Two teams have revealed dramatic differences between the non-coding ‘junk’ DNA of people whose genes are 99 percent the same. “We largely have the same sets of genes. It’s just how they’re regulated that makes them different,” says Michael Snyder, a geneticist at Stanford University in California who led a team of researchers with Jan Korbel, a geneticist at the European Molecular Biology Laboratory in Heidelberg, Germany.
Their study revealed dramatic differences between the non-coding ‘junk’ DNA of people whose genes are 99 per cent the same: five people of European descent, two others whose family origins lay in East Asia and three of west African origin. They found that transcription factors – proteins that attach to stretches of non-coding ‘junk’ DNA and affect how nearby genes make proteins – act at very different locations on the genomes of different people.
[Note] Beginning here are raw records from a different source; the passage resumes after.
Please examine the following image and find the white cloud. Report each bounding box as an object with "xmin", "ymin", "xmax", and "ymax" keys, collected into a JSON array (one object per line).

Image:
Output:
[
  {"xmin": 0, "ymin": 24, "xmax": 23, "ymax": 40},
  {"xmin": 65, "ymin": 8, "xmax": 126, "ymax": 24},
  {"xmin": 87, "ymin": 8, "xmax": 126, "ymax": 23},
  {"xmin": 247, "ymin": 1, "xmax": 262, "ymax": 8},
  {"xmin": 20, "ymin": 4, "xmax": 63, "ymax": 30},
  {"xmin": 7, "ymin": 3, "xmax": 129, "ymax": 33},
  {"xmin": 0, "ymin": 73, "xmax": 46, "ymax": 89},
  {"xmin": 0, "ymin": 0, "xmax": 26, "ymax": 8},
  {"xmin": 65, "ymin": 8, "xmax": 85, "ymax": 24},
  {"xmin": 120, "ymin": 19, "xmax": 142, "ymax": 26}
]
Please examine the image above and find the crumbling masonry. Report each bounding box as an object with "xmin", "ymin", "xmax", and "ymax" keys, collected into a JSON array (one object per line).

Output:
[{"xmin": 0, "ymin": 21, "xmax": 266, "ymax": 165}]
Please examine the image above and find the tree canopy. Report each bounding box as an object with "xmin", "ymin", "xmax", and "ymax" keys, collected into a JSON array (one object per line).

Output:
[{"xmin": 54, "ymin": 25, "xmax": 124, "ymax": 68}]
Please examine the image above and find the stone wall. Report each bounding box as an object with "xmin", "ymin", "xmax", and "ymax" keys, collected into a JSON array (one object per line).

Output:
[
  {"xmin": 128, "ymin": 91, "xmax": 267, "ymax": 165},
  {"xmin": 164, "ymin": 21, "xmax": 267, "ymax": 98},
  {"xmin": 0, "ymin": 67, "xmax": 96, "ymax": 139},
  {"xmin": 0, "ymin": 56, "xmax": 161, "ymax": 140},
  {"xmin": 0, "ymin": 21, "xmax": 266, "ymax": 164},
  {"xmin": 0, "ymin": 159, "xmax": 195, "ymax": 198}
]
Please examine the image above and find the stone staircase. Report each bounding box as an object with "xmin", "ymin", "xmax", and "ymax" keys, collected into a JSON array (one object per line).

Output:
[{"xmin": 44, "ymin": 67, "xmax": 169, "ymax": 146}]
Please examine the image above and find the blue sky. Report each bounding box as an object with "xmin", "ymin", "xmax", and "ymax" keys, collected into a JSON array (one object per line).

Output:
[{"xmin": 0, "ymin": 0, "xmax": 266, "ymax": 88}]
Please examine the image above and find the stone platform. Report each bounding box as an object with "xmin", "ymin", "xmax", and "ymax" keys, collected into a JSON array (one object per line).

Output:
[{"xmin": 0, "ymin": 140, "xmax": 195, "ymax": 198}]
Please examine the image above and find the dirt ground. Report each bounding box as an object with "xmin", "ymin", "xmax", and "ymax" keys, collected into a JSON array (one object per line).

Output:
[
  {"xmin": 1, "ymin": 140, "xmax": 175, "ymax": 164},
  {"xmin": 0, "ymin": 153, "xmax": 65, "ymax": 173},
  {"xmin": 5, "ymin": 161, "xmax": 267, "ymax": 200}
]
Humans have hundreds of different transcription factors, but Synder’s team focused on two that are known to be particularly promiscuous about where they attach to the genome: a protein involved in immune response, NF-kappa-B, and another that helps convert DNA to RNA, called Pol-II.
Snyder’s team didn’t study what effect these differences have, but he notes that points on the genome where transcription factor binding differed between people tended to be near genes implicated in schizophrenia, diabetes, rheumatoid arthritis and other ailments. He suggests, therefore, that these differences in transcription factor binding may affect disease risk.
To find out what causes transcription factors to work differently in different people, a team led by Ewan Birney, a geneticist at the European Bioinformatics Institute in Cambridge, UK, performed a similar analysis to Korbel’s team, except they compared cells from two families, each with a mother, father and two children.
This detail led them to conclude that inherited non-coding DNA sequences – not mutations in genes – may drive the lion’s share of differences in where transcription factors attach.
Kelly Frazer, a genomicist at the University of California, San Diego, says the new studies help explain why many common mutations linked to diseases are located so far from any gene. For instance, a certain mutation that increases the risk of heart attack by 60 per cent is not close to a gene.
She also suggests that by homing in on non-coding ‘junk’ DNA, researchers could begin to unravel what truly makes people different. “I think these two papers are the beginning of a field that’s going to be growing rapidly in the next few years,” she says.